Washington foreclosures can be either judicial or non-judicial. Judicial foreclosures occur when a mortgage lacks a Power of Sale clause allowing the lender to pursue a foreclosure in the event of default without the supervision of the court. The lender files a suit against the homeowner and the court rules on whether to foreclose or not. For in-state property owners, the court rules within 30 days. Out of state homeowners are allowed 60 days. If the court rules against the homeowner, a sale is scheduled for six to eight weeks in the future.
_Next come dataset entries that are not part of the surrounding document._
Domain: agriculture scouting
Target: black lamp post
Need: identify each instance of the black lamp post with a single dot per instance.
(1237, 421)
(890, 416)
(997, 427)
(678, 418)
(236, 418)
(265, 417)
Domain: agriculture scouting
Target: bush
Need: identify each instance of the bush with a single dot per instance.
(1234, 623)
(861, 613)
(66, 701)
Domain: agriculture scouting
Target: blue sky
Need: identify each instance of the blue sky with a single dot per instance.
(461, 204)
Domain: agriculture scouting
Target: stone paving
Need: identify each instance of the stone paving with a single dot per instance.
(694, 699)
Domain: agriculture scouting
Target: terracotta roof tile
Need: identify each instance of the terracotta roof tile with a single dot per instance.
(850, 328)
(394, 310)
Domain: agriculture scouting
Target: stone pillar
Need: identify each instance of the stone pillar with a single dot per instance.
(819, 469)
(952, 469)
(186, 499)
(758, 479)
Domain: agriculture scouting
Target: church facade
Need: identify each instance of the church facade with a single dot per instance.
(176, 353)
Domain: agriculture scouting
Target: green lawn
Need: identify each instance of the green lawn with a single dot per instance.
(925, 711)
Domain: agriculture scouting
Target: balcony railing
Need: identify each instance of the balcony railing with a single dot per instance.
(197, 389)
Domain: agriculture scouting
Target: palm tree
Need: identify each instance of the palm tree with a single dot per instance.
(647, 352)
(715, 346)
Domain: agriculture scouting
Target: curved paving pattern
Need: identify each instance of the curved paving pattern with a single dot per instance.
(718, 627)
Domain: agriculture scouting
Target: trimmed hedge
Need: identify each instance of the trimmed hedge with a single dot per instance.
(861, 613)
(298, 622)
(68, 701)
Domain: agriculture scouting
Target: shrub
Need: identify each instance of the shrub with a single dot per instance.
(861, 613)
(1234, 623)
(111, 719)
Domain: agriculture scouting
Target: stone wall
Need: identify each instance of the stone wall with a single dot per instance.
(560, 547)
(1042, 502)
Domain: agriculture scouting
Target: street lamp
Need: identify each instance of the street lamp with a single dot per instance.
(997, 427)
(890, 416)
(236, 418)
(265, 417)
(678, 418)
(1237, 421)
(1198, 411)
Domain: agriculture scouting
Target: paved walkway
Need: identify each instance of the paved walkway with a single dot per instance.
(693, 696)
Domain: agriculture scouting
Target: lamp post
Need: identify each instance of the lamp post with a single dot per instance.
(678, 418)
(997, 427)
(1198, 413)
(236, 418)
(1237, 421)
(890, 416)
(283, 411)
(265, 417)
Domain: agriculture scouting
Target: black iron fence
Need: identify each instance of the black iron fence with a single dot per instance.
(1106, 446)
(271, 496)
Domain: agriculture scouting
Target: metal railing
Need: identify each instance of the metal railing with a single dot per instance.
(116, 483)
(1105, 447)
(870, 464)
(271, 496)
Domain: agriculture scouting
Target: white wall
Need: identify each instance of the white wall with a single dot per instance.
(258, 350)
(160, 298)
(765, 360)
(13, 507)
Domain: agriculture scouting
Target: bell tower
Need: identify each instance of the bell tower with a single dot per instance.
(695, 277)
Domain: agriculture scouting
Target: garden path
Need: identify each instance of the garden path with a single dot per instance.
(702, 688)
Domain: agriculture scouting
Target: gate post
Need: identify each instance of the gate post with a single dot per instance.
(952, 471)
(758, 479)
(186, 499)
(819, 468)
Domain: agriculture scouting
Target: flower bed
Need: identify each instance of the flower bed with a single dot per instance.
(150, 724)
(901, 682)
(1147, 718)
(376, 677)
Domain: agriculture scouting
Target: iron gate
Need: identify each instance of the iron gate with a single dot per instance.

To begin a non-judicial foreclosure, the lender mails a Notice of Default to the homeowner informing them of the debt owed and the impending foreclosure. If the homeowner still does not provide payment within 30 days, the lender can schedule a foreclosure sale. In either case, the homeowner can stop the foreclosure by providing the default payment to the lender at any point before the sale occurs.

To advertise properly, a Notice of Sale must be recorded with the county register 90 days before the sale occurs. The homeowner is to receive the Notice with the same warning. It must also appear twice in a local newspaper, the first publication appearing between the 32nd and 28th day before the sale and the second between the 11th and the 7th day before the sale.

At the sale, a lender of the trustee or court clerk auctions off the property to the highest bidder. The winning bidder may take possession of the property twenty days after providing payment of his bid. There are no rights to redemption for non-judicial foreclosures.

Judicial foreclosures allow the homeowner one full year to redeem ownership by providing the full loan amount plus interest. During this time they may remain on their property.